Does the presence of fatty replacement and late gadolinium enhancement on cardiac magnetic resonance predict major ventricular arrhythmias in patients with non-dilated left ventricular cardiomyopathy and preserved LVEF?
In patients with non-dilated left ventricular cardiomyopathy and preserved LVEF, the combination of fatty replacement and late gadolinium enhancement on CMR is a stronger predictor of major ventricular arrhythmias than LGE alone.

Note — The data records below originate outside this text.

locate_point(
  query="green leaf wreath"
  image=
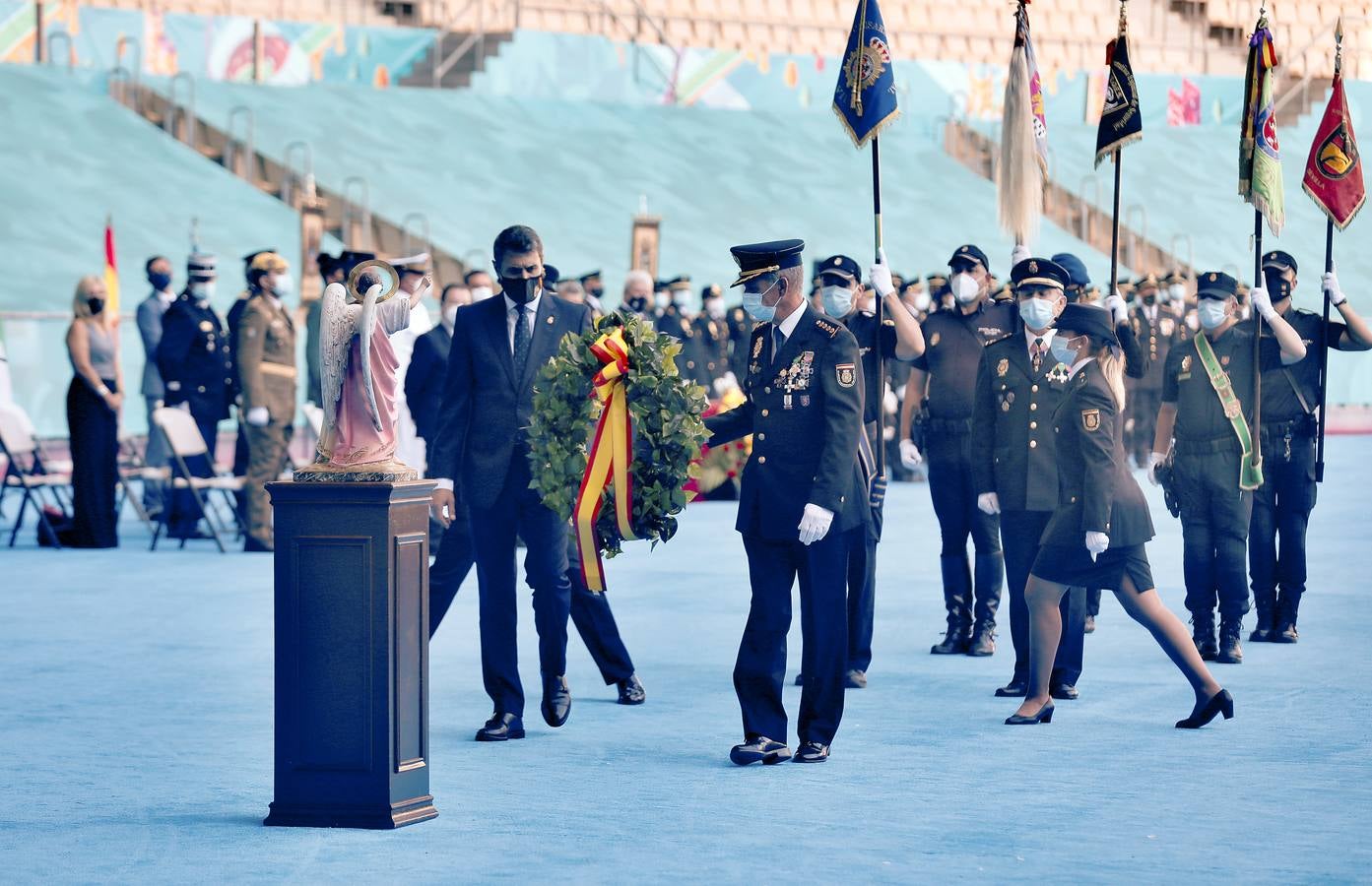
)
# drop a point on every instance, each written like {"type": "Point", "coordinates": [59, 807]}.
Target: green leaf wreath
{"type": "Point", "coordinates": [664, 409]}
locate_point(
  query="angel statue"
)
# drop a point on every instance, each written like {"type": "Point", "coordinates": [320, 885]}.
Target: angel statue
{"type": "Point", "coordinates": [359, 369]}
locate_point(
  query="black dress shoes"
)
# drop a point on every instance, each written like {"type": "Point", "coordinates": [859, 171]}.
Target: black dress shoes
{"type": "Point", "coordinates": [501, 728]}
{"type": "Point", "coordinates": [813, 752]}
{"type": "Point", "coordinates": [1064, 691]}
{"type": "Point", "coordinates": [557, 701]}
{"type": "Point", "coordinates": [631, 691]}
{"type": "Point", "coordinates": [1014, 689]}
{"type": "Point", "coordinates": [759, 749]}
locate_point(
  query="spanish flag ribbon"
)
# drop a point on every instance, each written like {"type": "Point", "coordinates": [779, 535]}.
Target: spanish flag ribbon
{"type": "Point", "coordinates": [608, 460]}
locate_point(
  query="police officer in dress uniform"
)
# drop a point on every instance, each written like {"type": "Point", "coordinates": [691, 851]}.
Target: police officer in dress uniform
{"type": "Point", "coordinates": [198, 372]}
{"type": "Point", "coordinates": [1207, 409]}
{"type": "Point", "coordinates": [1098, 533]}
{"type": "Point", "coordinates": [1018, 388]}
{"type": "Point", "coordinates": [800, 501]}
{"type": "Point", "coordinates": [268, 377]}
{"type": "Point", "coordinates": [896, 338]}
{"type": "Point", "coordinates": [1281, 505]}
{"type": "Point", "coordinates": [946, 379]}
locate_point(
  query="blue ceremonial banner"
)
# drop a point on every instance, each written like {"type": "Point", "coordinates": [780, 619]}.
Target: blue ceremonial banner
{"type": "Point", "coordinates": [865, 99]}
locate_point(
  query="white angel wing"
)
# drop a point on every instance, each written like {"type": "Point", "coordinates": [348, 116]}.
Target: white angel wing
{"type": "Point", "coordinates": [365, 327]}
{"type": "Point", "coordinates": [338, 324]}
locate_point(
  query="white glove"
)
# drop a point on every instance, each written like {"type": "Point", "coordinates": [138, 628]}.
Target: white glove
{"type": "Point", "coordinates": [1154, 460]}
{"type": "Point", "coordinates": [988, 503]}
{"type": "Point", "coordinates": [1261, 302]}
{"type": "Point", "coordinates": [910, 456]}
{"type": "Point", "coordinates": [880, 276]}
{"type": "Point", "coordinates": [1118, 309]}
{"type": "Point", "coordinates": [814, 524]}
{"type": "Point", "coordinates": [1331, 285]}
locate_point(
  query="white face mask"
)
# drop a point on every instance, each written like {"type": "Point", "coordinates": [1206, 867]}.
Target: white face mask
{"type": "Point", "coordinates": [964, 288]}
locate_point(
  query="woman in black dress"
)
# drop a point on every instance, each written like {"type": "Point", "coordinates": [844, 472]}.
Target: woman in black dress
{"type": "Point", "coordinates": [1096, 537]}
{"type": "Point", "coordinates": [94, 402]}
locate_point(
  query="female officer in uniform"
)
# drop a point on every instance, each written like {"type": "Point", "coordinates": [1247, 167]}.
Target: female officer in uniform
{"type": "Point", "coordinates": [1096, 537]}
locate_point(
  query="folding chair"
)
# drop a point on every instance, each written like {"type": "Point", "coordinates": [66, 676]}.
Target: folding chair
{"type": "Point", "coordinates": [25, 471]}
{"type": "Point", "coordinates": [185, 442]}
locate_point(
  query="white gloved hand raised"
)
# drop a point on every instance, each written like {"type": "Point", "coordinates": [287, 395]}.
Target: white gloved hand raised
{"type": "Point", "coordinates": [814, 524]}
{"type": "Point", "coordinates": [910, 456]}
{"type": "Point", "coordinates": [1154, 460]}
{"type": "Point", "coordinates": [880, 276]}
{"type": "Point", "coordinates": [1331, 285]}
{"type": "Point", "coordinates": [1118, 310]}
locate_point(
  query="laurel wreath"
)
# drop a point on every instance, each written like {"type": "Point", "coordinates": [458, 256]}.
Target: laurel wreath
{"type": "Point", "coordinates": [664, 409]}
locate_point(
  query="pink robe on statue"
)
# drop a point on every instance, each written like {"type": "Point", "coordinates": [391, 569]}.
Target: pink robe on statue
{"type": "Point", "coordinates": [357, 440]}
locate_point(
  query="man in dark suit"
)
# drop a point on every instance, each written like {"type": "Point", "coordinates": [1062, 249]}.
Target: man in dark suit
{"type": "Point", "coordinates": [482, 450]}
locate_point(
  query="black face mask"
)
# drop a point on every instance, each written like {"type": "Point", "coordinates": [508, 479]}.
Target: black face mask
{"type": "Point", "coordinates": [520, 289]}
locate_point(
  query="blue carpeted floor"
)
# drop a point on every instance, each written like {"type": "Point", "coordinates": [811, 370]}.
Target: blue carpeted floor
{"type": "Point", "coordinates": [137, 736]}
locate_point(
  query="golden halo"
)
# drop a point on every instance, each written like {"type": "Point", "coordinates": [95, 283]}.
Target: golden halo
{"type": "Point", "coordinates": [355, 296]}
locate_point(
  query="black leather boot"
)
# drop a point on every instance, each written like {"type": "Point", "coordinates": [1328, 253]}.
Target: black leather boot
{"type": "Point", "coordinates": [1229, 649]}
{"type": "Point", "coordinates": [1202, 634]}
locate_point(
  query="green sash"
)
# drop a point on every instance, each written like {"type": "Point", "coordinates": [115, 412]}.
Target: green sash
{"type": "Point", "coordinates": [1250, 468]}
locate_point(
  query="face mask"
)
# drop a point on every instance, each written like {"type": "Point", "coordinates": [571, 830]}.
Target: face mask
{"type": "Point", "coordinates": [754, 307]}
{"type": "Point", "coordinates": [1211, 313]}
{"type": "Point", "coordinates": [837, 300]}
{"type": "Point", "coordinates": [1062, 349]}
{"type": "Point", "coordinates": [1036, 313]}
{"type": "Point", "coordinates": [964, 288]}
{"type": "Point", "coordinates": [520, 289]}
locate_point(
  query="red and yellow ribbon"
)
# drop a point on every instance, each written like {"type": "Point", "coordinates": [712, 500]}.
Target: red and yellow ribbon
{"type": "Point", "coordinates": [608, 459]}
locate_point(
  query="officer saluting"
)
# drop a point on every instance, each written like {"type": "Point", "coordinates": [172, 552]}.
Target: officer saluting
{"type": "Point", "coordinates": [800, 499]}
{"type": "Point", "coordinates": [1208, 409]}
{"type": "Point", "coordinates": [1283, 502]}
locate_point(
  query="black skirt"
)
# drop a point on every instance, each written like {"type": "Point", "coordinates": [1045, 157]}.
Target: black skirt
{"type": "Point", "coordinates": [1075, 568]}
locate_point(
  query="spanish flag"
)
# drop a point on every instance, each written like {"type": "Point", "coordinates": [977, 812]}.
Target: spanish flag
{"type": "Point", "coordinates": [111, 272]}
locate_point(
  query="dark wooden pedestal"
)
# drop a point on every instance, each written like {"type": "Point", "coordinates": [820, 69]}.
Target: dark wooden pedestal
{"type": "Point", "coordinates": [352, 655]}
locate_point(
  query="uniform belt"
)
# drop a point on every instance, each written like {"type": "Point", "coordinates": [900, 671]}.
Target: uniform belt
{"type": "Point", "coordinates": [278, 369]}
{"type": "Point", "coordinates": [1227, 443]}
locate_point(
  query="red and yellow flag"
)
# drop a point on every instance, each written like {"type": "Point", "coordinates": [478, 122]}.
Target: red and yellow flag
{"type": "Point", "coordinates": [111, 272]}
{"type": "Point", "coordinates": [1334, 171]}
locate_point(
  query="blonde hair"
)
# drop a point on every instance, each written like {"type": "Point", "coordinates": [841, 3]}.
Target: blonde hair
{"type": "Point", "coordinates": [80, 309]}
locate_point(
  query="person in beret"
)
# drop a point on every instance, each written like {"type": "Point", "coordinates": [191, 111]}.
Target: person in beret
{"type": "Point", "coordinates": [1290, 395]}
{"type": "Point", "coordinates": [800, 502]}
{"type": "Point", "coordinates": [1207, 425]}
{"type": "Point", "coordinates": [1098, 533]}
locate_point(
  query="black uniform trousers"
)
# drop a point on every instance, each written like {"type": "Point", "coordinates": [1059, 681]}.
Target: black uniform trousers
{"type": "Point", "coordinates": [1019, 531]}
{"type": "Point", "coordinates": [772, 568]}
{"type": "Point", "coordinates": [1281, 510]}
{"type": "Point", "coordinates": [951, 487]}
{"type": "Point", "coordinates": [519, 510]}
{"type": "Point", "coordinates": [1214, 527]}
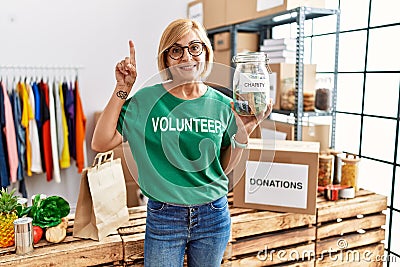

Absolute Event Rate: 0% vs 0%
Abstract Abstract In the definition of non-dilated left ventricular cardiomyopathy (NDLVC), recent European Society of Cardiology guidelines, included the findings of non ischemic myocardial fibrosis and/or fatty replacement (FR), with or without regional or global LV dysfunction. However, the prognostic role of FR is still unclear in patients with preserved LV ejection fraction (EF). Objective to evaluate the prognostic role of FR compared to late gadolinium enhancement (LGE) in subjects with NLDVC, preserved LVEF and frequent premature ventricular complexes (PVC). Methods cardiac magnetic resonance was performed in 900 consecutive patients with frequent PVC, preserved LVEF. Patients with diagnostic criteria for other cardiomyopathies, channelopathies and ischemic disease were excluded. A clinical follow-up was performed and major ventricular arrhythmias (MVA), including sudden cardiac death, appropriated ICD intervention, and sustained VT, were considered endpoints. Results The final population included 876 patients. Overall non-ischemic LGE was found in 101 (12%) patients and FR in 38 (4%): 87 (10%) presenting LGE without FR, 14 (1,6%) FR without LGE and 24 (3%) LGE with FR. After a median follow-up of 4 (3-6) years, MVA occurred in 43 patients. At Kaplan-Meier survival curve analysis (figure 1) the presence of LGE and/or FR was associated with worse prognosis than their absence. The group of patients with worse prognosis was that with the combined LGE+FR. A similar prognosis was found in patients with LGE alone and in those with FR alone (p=0.19). Patients with LGE+FR had worse prognosis than those with LGE alone (P=0.01). At univariate analysis non- sustained VT (NSVT), syncope, LGE, FR and LGE+FR were associated to MVA. At multivariable logistic regression analysis the combination LGE+FR was an independent predictor of MVA together with history of NSVT and syncope. Conclusions in NDLVC with preserved LVEF, the combination of FR+LGE was a stronger prognostic marker than the presence of LGE alone. FR and LGE had similar prognostic role when found separately.
Fulceri et al. (Thu,) reported a other. In non-dilated left ventricular cardiomyopathy with preserved ejection fraction, the combination of fatty replacement and late gadolinium enhancement was a stronger prognostic marker than LGE alone.